Wie soll das Grundeinkommen finanziert werden?

Pro: Filmemacher und Initiant Enno Schmidt argumentiert, dass unsere Löhne um die Höhe des BGE sinken würden, sollte dieses eingeführt werden. Dasselbe gelte für die Sozialleistungen und dadurch auch für die Steuern, weil der Staat nicht mehr so viel einnehmen müsste um die Sozialleistungen zu finanzieren. Diese tieferen Lohn-, Steuer- und Sozialkosten würden dann zu niedrigeren Preisen auf dem Markt führen. Diese Preisdifferenz entspreche nun dem Guthaben, mit dem das BGE finanziert werden könnte – in Form einer Abgabe oder Steuer.

Contra: Finanzprofessor Reiner Eichenberger von der Universität Fribourg widerspricht dem vehement. Um die 208 Milliarden Franken* für das BGE aufzutreiben, bräuchte es ungeheuerliche Steuersätze, sagt er. Wälzte man die Kosten auf die Mehrwertsteuer ab, stiege diese massiv an. Wolle man das BGE über die Einkommenssteuer finanzieren, könnte diese auf bis zu 100 Prozent steigen. Auch eine Finanztransaktionssteuer sei keine Option - dafür sei der Finanzmarkt zu klein. Das BGE über eine Steuer finanzieren zu wollen treibe die Menschen in die Schattenwirtschaft, der Staat entwickle sich zum Kontrollorgan, das seine Bürger überwacht um Steuern einzutreiben.

Wer arbeitet dann noch?

Pro: Prof.
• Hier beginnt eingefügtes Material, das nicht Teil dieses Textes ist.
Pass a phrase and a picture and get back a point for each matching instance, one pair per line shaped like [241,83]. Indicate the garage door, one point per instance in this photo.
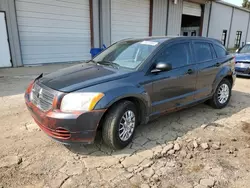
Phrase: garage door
[192,9]
[53,30]
[129,18]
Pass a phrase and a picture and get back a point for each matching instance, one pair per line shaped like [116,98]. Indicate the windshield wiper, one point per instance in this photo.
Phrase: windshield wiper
[109,63]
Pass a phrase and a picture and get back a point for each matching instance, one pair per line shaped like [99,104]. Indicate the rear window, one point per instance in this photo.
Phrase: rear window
[203,51]
[220,51]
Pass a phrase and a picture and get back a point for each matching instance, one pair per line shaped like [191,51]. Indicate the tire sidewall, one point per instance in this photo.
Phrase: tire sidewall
[215,97]
[118,142]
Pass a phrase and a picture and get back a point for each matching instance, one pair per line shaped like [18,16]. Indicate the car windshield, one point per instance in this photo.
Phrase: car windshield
[245,49]
[127,54]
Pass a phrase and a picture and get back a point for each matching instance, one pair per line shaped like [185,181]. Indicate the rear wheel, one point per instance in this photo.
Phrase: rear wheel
[119,125]
[222,94]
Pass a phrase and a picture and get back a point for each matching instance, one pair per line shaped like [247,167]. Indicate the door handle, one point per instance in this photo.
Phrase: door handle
[217,64]
[190,71]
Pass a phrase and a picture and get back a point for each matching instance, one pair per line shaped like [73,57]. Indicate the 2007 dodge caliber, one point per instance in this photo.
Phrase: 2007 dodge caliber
[130,83]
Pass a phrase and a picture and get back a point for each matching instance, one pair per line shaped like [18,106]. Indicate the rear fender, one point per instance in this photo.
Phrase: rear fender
[224,72]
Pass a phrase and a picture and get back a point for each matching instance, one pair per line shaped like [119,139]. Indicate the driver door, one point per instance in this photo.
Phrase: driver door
[174,88]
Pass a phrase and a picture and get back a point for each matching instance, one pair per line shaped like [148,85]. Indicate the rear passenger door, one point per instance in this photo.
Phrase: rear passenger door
[174,88]
[207,67]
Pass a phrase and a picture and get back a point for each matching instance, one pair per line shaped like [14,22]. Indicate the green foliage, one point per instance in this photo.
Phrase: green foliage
[246,4]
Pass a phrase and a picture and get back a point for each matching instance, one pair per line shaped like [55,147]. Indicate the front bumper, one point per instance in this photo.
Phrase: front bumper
[67,127]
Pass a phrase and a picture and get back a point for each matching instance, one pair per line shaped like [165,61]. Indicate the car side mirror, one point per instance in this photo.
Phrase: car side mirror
[161,66]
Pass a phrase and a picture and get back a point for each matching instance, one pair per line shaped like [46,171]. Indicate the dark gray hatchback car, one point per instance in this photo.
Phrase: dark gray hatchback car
[130,83]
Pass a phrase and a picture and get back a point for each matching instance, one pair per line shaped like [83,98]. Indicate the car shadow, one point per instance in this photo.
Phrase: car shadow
[168,127]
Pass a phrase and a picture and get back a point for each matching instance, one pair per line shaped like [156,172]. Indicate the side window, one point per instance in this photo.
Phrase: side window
[224,37]
[221,52]
[177,55]
[202,51]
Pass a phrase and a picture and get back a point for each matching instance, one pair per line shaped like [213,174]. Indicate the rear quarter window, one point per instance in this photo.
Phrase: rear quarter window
[203,51]
[220,51]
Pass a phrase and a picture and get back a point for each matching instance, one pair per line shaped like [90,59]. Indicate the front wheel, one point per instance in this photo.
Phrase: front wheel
[119,125]
[222,94]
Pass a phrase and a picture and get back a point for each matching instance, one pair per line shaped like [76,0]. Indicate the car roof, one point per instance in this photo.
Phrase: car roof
[162,39]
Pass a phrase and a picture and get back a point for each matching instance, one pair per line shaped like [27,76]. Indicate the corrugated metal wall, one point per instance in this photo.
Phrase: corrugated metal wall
[53,31]
[248,33]
[9,7]
[220,20]
[206,19]
[160,8]
[239,23]
[174,18]
[129,21]
[105,22]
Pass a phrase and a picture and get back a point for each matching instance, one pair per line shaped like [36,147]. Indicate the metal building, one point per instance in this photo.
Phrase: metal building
[52,31]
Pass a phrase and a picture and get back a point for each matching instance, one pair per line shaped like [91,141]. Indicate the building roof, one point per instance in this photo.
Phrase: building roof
[232,5]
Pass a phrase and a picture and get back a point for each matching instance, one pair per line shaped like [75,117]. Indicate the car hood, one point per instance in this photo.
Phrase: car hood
[242,57]
[81,76]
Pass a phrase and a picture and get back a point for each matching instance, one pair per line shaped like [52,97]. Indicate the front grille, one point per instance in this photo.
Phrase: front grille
[42,97]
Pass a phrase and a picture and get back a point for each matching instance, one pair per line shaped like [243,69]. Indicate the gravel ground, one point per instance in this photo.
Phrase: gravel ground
[198,147]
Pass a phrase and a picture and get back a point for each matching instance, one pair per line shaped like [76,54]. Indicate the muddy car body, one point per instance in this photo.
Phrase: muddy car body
[130,83]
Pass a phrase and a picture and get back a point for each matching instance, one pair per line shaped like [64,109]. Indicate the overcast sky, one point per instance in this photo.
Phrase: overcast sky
[236,2]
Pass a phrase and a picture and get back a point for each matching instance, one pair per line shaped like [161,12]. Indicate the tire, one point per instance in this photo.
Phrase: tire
[112,128]
[215,102]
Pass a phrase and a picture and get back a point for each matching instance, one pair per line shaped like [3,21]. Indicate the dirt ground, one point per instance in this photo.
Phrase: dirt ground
[195,148]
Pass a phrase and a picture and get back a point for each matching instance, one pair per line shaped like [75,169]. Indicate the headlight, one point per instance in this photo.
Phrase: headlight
[80,101]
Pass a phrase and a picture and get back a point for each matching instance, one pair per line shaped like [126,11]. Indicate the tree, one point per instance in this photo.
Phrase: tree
[246,4]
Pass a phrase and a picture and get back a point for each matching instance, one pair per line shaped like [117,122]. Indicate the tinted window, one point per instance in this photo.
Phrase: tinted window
[177,55]
[245,49]
[203,51]
[221,52]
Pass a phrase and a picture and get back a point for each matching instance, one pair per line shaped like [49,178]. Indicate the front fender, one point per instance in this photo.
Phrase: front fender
[125,91]
[224,72]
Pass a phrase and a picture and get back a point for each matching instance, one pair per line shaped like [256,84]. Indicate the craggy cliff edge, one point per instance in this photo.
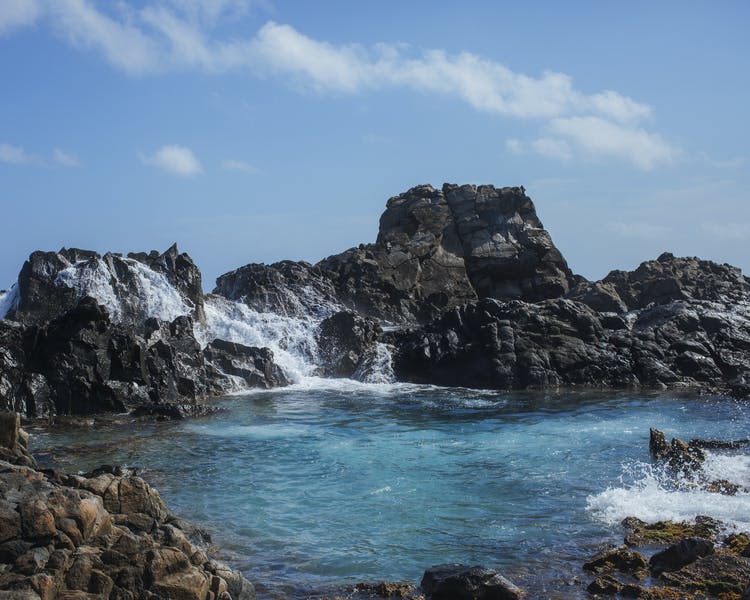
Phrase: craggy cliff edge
[107,534]
[463,287]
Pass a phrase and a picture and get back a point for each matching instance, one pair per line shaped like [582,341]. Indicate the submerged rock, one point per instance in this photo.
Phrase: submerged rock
[462,582]
[684,552]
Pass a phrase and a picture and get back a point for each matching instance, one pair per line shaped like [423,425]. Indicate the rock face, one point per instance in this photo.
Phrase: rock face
[51,283]
[683,342]
[346,341]
[480,295]
[81,363]
[435,249]
[103,535]
[288,288]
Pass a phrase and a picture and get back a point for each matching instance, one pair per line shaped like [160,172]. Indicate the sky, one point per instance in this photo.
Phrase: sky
[260,130]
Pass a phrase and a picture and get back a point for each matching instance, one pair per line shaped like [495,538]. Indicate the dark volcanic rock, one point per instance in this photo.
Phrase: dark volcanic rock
[345,340]
[699,343]
[254,366]
[107,535]
[441,248]
[82,363]
[51,283]
[287,288]
[461,582]
[669,278]
[684,552]
[181,272]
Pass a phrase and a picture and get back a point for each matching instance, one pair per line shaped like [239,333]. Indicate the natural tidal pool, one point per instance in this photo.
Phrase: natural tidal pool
[332,482]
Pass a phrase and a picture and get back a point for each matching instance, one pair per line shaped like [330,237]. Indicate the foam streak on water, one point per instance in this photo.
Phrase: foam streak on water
[7,301]
[653,493]
[292,339]
[311,485]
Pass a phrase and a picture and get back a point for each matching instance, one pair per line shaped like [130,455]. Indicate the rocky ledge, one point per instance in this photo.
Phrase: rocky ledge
[463,285]
[106,534]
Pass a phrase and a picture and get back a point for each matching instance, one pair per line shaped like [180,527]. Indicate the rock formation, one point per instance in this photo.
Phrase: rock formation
[107,534]
[479,294]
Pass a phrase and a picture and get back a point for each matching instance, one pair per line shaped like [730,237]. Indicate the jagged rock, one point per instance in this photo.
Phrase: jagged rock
[461,582]
[684,552]
[669,278]
[617,559]
[345,339]
[181,272]
[679,455]
[437,249]
[83,539]
[717,573]
[254,366]
[500,345]
[288,288]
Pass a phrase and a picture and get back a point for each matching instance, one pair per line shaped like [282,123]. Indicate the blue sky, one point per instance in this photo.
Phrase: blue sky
[251,131]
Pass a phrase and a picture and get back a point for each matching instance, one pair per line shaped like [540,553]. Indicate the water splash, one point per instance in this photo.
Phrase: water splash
[292,339]
[654,493]
[8,301]
[145,294]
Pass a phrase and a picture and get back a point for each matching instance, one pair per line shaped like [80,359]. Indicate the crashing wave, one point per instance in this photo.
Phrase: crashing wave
[653,493]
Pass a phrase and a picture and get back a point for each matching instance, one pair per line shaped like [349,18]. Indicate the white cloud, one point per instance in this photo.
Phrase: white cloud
[598,137]
[122,43]
[18,13]
[514,146]
[15,155]
[177,160]
[180,34]
[553,148]
[239,165]
[650,231]
[65,159]
[732,231]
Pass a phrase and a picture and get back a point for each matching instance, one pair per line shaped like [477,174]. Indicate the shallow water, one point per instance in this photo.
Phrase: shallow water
[330,482]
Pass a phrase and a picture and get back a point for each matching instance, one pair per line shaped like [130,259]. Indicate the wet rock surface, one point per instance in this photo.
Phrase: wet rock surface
[463,582]
[106,534]
[699,559]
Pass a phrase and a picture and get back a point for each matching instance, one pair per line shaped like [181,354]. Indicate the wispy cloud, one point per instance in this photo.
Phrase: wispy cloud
[18,13]
[650,231]
[181,34]
[15,155]
[65,159]
[239,165]
[553,148]
[176,160]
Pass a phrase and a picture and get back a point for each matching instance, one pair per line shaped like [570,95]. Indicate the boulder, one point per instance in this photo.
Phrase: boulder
[684,552]
[462,582]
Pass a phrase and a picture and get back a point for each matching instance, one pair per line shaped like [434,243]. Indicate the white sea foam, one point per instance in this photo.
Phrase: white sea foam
[8,301]
[652,494]
[292,339]
[154,295]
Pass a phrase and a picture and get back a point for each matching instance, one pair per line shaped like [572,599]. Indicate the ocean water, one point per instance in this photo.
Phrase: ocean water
[331,482]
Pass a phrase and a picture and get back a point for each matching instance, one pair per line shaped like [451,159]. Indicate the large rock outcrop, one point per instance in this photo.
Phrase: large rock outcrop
[133,289]
[435,249]
[107,534]
[699,335]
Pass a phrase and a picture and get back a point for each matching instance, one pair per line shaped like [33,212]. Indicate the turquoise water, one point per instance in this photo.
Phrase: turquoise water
[333,482]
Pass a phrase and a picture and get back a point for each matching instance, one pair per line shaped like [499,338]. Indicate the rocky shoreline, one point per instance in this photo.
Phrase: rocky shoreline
[463,287]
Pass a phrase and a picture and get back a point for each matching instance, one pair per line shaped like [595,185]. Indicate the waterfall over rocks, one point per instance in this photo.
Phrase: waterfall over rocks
[462,287]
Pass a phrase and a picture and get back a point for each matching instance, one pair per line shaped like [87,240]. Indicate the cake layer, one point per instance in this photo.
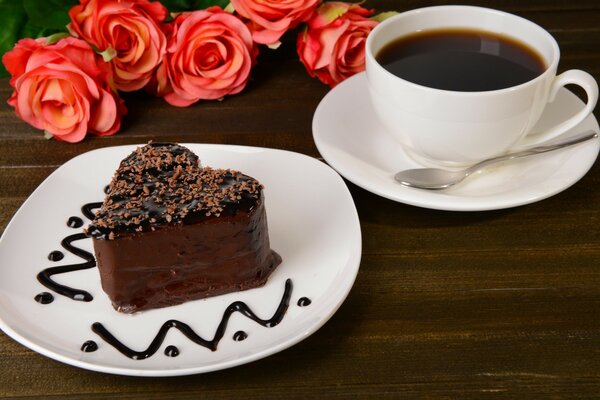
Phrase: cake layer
[170,231]
[186,262]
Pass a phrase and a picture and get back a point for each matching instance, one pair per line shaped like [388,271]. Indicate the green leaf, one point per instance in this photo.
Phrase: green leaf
[49,14]
[12,19]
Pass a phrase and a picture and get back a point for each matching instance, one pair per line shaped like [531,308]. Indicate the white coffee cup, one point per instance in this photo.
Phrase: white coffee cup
[442,127]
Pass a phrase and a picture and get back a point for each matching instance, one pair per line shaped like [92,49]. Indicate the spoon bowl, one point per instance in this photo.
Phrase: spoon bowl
[438,179]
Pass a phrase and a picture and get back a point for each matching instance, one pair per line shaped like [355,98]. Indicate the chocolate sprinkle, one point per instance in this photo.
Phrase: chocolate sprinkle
[163,184]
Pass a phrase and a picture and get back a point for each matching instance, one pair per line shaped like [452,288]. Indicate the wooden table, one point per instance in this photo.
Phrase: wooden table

Dr. Theo Wehner, Arbeits- und Organisationspsychologe an der ETHZ, geht davon aus, dass der Mensch ein tätiges Wesen ist. Dieses könne zwar durch Anreize motiviert werden, zu arbeiten. Dieser Arbeitswille könnte aber auch durch Selbstbestimmung gespiesen werden. Ein BGE würde uns demnach also nicht alle dazu bewegen, nicht mehr zu arbeiten. Das BGE biete ihm zufolge vielmehr die Möglichkeit, von einer Arbeits- zu einer Tätigkeitsgesellschaft zu wechseln. Hier könnten wir in bislang unbezahlten Bereichen arbeiten oder in Bereichen tätig werden, die heute noch gar nicht bearbeitet würden.

Contra: Avenir Suisse-Projektleiter Lukas Rühli befürchtet, dass mit die Teilzeitarbeit mit einem BGE wegfallen würde. Es würde sich etwa für Mütter nicht mehr lohnen, überhaupt zu arbeiten. Das BGE sei also ein Weg, Frauen zurück an den Herd zu schicken. Auch die Niedrig-Qualifizierten würden aus dem Arbeitsmarkt ausscheiden, weil ihr Einkommen kaum höher wäre, als das BGE. Dieses würde zu einer Zweiklassengesellschaft führen: Schlechtgebildete würden weniger arbeiten, während Gutgebildete sich fragen würden: Wieso finanziere ich mit meiner Arbeit eigentlich die Nichtverdienenden? Letztere würden Rühli zufolge als Konsequenz häufiger das Land verlassen.

Kommen dann noch mehr Ausländer in die Schweiz?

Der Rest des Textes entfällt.